Per-category daily limits prevent runaway agents from draining accounts or spamming the API.

| Category | Tools | Default | |---|---|---| | money | send_money, request_send_money | 50/day | | internal_transfer | create_internal_transfer (between your own Mercury accounts) | 5/day | | invoicing | create/update/cancel invoice + create/update/delete customer | 100/day | | banking | add_recipient, update_recipient, update_transaction | 200/day | | webhooks | create/update/delete webhook | 5/day |

Override per category (units: /hour, /day, /week):

MERCURY_MCP_RATE_LIMIT_money=200/day      # bigger supplier batch
MERCURY_MCP_RATE_LIMIT_invoicing=1000/day # large monthly billing run
MERCURY_MCP_RATE_LIMIT_DISABLE=true       # disable all rate limiting (not recommended)

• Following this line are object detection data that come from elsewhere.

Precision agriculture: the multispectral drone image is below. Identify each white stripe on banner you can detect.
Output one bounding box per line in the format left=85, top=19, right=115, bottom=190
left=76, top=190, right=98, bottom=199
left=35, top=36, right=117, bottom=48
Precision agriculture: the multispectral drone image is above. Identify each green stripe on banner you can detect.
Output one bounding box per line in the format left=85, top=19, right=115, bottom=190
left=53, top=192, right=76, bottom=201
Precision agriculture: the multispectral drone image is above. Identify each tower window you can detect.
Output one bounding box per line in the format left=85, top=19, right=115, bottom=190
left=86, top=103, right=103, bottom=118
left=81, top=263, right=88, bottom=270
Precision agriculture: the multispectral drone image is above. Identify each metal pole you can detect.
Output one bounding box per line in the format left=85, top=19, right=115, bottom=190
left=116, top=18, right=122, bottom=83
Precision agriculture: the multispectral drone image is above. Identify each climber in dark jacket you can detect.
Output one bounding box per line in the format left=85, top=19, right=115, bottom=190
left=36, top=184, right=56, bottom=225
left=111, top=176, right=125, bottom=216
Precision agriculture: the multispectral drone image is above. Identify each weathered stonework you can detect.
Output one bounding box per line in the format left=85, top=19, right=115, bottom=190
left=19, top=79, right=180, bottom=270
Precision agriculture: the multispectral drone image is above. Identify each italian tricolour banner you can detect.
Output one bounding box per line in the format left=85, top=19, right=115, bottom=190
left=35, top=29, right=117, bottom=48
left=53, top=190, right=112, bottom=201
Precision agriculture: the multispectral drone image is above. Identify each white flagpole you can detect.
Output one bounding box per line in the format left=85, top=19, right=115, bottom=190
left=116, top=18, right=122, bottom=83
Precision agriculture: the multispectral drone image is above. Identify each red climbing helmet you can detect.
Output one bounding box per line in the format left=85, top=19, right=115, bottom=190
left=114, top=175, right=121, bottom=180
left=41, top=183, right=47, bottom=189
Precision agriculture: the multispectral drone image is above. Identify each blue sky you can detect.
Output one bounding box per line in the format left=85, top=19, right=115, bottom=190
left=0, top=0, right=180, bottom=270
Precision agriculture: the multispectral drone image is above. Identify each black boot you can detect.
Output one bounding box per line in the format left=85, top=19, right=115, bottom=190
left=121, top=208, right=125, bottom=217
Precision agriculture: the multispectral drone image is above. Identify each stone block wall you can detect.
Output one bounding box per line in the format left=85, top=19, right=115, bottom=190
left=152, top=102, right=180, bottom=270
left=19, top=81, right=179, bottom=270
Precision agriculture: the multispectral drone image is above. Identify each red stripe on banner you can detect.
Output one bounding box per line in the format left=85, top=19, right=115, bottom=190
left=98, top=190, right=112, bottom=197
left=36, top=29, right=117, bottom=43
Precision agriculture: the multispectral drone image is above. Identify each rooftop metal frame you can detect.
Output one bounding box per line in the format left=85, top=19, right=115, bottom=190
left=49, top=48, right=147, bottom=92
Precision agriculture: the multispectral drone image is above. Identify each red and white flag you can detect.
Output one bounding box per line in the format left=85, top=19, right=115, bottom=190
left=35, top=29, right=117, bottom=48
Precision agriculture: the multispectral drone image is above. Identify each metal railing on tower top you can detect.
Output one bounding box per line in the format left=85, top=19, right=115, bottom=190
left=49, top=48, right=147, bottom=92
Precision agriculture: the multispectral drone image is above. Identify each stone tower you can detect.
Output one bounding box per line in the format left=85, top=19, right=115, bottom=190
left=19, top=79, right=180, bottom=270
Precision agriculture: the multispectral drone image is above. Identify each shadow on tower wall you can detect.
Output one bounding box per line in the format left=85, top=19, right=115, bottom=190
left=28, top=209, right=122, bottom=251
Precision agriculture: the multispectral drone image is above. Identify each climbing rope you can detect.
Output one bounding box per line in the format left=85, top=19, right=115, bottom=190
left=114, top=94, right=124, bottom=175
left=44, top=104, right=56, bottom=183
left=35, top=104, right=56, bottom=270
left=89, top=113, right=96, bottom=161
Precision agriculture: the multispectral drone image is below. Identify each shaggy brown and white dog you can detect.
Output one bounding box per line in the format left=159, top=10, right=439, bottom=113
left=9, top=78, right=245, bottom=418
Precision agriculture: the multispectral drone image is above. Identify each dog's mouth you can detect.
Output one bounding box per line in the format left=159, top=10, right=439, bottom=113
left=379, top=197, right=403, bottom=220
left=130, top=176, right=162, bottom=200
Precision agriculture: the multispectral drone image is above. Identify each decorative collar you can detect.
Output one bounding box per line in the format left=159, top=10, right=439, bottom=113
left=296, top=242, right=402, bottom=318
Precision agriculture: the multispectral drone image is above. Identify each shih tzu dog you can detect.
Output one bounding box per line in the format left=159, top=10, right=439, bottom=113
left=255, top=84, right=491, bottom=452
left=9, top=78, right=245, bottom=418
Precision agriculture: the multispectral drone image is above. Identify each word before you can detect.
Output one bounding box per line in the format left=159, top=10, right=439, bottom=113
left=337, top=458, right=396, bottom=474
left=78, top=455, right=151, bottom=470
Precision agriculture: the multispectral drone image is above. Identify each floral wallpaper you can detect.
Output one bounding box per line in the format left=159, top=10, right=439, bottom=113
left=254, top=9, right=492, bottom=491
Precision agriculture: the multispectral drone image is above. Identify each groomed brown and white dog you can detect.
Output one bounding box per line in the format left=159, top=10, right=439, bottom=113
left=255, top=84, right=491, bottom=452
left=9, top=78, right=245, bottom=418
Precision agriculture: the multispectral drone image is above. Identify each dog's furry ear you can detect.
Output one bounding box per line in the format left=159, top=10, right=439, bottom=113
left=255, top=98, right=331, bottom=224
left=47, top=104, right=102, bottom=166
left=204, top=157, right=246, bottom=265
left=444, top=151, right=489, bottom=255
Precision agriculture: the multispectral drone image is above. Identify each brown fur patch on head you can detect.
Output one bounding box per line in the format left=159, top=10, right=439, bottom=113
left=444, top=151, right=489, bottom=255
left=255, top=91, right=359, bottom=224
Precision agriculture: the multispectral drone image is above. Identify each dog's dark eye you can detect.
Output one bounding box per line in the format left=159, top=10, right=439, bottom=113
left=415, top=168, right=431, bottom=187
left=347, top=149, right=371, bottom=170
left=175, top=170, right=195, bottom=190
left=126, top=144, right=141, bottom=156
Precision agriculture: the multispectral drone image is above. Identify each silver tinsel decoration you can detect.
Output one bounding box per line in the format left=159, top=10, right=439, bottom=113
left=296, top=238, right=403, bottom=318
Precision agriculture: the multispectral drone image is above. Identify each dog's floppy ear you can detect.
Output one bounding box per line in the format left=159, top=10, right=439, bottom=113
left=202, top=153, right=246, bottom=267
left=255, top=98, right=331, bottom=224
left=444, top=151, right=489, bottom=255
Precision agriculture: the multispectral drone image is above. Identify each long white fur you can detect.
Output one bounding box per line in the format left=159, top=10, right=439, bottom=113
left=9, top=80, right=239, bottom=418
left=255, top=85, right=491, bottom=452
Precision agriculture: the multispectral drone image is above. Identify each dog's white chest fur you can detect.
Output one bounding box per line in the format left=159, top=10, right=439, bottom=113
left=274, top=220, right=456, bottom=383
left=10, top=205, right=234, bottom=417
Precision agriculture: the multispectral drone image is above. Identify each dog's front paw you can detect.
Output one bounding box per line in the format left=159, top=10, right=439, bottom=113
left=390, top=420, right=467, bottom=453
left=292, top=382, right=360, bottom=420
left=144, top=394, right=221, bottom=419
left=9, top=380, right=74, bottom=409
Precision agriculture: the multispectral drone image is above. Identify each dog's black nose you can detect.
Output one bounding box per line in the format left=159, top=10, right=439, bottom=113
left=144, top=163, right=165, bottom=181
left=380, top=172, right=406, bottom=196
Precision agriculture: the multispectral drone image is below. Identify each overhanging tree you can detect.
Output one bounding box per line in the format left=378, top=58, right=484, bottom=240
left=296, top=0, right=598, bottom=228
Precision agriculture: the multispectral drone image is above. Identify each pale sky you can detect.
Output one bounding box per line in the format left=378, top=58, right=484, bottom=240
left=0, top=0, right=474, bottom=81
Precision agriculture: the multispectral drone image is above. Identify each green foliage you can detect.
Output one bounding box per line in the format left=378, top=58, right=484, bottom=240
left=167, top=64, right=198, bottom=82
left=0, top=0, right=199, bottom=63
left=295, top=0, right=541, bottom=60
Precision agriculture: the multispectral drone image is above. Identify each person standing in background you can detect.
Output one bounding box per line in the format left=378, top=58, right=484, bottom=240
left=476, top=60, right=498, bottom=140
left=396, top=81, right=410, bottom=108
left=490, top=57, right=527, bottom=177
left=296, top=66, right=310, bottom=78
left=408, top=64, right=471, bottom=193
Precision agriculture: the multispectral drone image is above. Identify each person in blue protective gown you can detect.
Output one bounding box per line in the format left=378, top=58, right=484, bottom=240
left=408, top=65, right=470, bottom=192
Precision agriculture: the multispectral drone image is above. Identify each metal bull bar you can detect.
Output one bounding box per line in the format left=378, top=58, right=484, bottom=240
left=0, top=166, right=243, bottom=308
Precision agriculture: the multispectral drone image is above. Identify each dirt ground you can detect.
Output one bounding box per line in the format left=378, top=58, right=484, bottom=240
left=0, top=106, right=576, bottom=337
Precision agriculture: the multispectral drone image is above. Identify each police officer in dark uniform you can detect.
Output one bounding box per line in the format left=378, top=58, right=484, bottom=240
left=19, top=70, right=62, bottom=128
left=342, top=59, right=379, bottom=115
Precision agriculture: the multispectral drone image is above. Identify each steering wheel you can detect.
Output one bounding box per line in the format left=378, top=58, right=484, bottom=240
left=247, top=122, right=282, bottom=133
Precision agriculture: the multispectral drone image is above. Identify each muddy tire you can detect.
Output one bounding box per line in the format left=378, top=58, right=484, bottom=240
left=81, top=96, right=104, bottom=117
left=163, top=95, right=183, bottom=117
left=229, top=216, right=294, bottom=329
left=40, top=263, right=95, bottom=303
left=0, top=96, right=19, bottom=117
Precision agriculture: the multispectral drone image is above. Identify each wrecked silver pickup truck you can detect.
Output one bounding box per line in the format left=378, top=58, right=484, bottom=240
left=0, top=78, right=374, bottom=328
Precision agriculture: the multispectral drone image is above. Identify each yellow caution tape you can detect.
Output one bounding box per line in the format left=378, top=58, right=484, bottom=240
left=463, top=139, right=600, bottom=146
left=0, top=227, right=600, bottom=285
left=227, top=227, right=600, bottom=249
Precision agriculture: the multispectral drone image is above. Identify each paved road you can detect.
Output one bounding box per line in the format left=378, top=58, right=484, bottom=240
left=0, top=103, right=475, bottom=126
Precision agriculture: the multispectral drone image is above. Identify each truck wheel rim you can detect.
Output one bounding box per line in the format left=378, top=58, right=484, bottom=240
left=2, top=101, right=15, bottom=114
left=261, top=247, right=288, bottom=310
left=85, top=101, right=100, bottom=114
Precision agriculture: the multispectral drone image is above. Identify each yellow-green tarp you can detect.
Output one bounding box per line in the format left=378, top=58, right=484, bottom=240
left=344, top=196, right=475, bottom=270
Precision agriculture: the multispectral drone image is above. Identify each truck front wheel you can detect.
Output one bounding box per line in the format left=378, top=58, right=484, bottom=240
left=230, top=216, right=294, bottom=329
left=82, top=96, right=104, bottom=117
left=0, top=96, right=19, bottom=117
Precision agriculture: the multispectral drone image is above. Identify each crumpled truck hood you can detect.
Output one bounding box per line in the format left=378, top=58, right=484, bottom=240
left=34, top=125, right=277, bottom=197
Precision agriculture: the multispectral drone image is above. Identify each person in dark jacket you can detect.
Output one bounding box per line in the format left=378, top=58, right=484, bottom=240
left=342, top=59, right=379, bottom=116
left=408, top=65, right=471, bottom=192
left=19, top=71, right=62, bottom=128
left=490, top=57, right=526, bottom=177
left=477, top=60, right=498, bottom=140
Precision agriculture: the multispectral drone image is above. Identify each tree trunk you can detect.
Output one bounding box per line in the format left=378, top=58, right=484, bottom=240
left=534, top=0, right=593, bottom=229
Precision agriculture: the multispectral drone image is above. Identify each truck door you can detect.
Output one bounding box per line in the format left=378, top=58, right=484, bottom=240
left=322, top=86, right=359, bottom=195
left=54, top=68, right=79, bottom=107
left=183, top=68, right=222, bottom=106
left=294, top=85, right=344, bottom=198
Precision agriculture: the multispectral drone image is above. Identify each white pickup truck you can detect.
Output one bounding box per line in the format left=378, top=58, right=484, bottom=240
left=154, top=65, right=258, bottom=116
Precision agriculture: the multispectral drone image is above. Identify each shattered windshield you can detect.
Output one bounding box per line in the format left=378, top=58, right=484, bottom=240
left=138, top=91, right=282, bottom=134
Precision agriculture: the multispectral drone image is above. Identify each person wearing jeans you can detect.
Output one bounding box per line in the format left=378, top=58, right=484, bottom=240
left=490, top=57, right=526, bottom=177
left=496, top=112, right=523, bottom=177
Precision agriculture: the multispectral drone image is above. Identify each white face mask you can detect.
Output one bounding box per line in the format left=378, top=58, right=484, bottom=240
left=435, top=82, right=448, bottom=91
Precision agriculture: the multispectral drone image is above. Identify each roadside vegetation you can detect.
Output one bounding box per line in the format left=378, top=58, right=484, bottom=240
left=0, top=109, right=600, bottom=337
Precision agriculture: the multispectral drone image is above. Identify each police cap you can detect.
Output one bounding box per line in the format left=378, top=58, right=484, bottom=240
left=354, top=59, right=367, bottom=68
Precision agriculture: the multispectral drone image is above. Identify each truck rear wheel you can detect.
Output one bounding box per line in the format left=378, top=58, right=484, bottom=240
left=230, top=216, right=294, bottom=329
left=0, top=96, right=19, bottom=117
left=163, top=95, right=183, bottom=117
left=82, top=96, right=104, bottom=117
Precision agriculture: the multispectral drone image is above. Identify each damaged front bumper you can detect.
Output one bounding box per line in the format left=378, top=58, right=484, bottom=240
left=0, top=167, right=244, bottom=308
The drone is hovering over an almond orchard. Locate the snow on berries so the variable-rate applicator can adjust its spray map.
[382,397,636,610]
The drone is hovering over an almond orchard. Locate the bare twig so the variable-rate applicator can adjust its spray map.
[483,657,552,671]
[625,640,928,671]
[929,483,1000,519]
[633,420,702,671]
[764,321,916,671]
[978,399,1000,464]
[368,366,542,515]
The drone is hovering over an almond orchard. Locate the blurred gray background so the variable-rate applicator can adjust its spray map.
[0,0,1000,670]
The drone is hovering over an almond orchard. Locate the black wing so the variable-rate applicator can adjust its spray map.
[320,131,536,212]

When exceeded, the tool returns an isError: true response with a clear message and retry hint — the agent learns to back off naturally.

2. Dry-run mode

Inspect what an agent would do without actually calling Mercury. Useful for debugging suspected behaviour or staging:

MERCURY_MCP_DRY_RUN=true

Write tools then return a structured payload describing the intended action without hitting the Mercury API.

3. Audit log (opt-in)

Enable structured JSON logging of every write call:

MERCURY_MCP_AUDIT_LOG=/var/log/mercury-mcp-audit.log

Each line is {ts, tool, result, args} (one JSON object per line). Result is ok, dry-run, or error. The path must be absolute; sensitive fields in args (accountNumber, routingNumber, apiKey, authorization, password, token, secret, ssn) are automatically redacted. The file is created with mode 0600 (owner read/write only).

Development

git clone https://github.com/klodr/mercury-invoicing-mcp.git
cd mercury-invoicing-mcp
npm install
npm run build
npm test

Inspiration

• @stripe/mcp — architecture patterns
• dragonkhoi/mercury-mcp — initial banking tool implementations
• Official Mercury MCP — read-only reference

License

MIT — see LICENSE.

Contributing

Issues and PRs welcome. Please open an issue first for substantial changes.

Before submitting a PR:

1. npm install then npm test (must stay at 82/82 with ≥98% statement coverage)
2. npm run build (must succeed; the published tarball is only dist/index.js + package.json + README.md + LICENSE)
3. Update CHANGELOG.md under [Unreleased]
4. If you add or rename a tool, update the Tools section in this README and the defineTool(server, ...) call in src/tools/
5. New write tools must be registered in TOOL_CATEGORIES (src/middleware.ts) so they are rate-limited

For releases, do not edit version by hand — run npm version patch|minor|major; the lifecycle hook calls scripts/sync-version.mjs to propagate the bump into server.json and src/server.ts.